Perioperative staffing is a clear example. Within iQueue for Operating Rooms, predictive staffing capabilities help leaders anticipate demand patterns and align nursing and anesthesia coverage more effectively. By combining historical utilization, schedule trends, and forward-looking case demand, these models support more precise staffing decisions. They also help match nurses to cases based on their skills and highlight opportunities for cross-training, which strengthens both flexibility and team development.
This shift enables safer care delivery while reducing avoidable strain on teams. It also brings greater fairness and transparency into staffing decisions. With clearer visibility into workload distribution and future demand, leaders can create more balanced assignments and support more sustainable staffing practices. Instead of reacting to last-minute changes, teams can plan proactively and with greater confidence.
Health systems are already seeing measurable results from using AI in this way. At Oregon Health & Science University (OHSU), leaders using these workforce optimization capabilities within iQueue have reduced the time spent on staffing coordination by 20 hours per week for service line coordinators and 5 hours per week for charge nurses. This time savings allows teams to shift their focus away from manual schedule building and toward clinical leadership and patient care.
At the same time, other opportunities are emerging upstream in the surgical journey. AI-driven approaches are beginning to help teams identify and reduce barriers to patient readiness for surgery earlier in the process. This moves beyond static checklists and toward more dynamic, proactive preparation that can improve outcomes and reduce day-of-surgery disruptions.

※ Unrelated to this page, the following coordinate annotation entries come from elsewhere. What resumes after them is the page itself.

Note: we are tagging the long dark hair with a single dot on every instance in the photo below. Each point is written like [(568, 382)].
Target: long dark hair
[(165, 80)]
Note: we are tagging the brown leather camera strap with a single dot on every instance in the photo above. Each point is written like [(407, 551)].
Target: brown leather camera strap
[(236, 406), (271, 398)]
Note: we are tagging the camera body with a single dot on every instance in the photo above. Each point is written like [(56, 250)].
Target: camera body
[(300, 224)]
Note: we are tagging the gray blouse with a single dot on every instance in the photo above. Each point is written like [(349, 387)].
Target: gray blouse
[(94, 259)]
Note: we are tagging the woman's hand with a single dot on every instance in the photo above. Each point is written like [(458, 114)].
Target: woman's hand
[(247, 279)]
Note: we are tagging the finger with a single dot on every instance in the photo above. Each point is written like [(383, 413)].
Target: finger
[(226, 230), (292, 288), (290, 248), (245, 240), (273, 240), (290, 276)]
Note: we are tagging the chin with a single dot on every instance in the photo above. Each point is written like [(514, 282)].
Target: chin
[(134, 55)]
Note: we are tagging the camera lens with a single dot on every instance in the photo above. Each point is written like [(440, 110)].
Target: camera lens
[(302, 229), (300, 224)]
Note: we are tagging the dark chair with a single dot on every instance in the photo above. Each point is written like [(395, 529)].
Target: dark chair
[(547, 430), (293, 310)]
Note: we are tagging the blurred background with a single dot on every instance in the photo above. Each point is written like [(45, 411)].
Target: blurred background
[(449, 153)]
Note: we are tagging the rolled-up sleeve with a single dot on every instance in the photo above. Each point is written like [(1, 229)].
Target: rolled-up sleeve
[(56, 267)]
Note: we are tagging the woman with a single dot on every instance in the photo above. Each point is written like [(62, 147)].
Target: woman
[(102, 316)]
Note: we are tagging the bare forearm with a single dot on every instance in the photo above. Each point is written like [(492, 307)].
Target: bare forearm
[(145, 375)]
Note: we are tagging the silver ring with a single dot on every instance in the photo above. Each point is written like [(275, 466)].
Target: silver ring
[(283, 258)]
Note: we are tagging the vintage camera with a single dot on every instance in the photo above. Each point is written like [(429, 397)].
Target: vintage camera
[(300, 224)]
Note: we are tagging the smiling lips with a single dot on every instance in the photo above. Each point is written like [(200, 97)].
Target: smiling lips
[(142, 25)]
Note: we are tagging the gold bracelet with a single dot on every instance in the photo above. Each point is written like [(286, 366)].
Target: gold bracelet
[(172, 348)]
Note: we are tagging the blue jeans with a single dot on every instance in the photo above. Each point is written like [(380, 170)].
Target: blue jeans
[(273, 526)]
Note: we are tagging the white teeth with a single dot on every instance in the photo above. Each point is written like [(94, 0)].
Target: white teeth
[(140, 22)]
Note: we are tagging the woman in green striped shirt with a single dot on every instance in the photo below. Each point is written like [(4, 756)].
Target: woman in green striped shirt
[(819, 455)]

What comes next for perioperative leaders
As AI and advanced analytics become more embedded in perioperative care, nursing leaders have an important role in shaping how these tools are used.
The goal is not automation for its own sake. It is smarter operational support that removes friction from patient readiness, scheduling, and staffing so clinicians can focus more fully on patient care and team leadership. What comes next is not optional adoption, but intentional integration. Predictive insights and data-driven decision support will become standard components of perioperative operations.
Organizations that take this approach will be better positioned to expand access, support their workforce, and deliver more reliable surgical care at scale.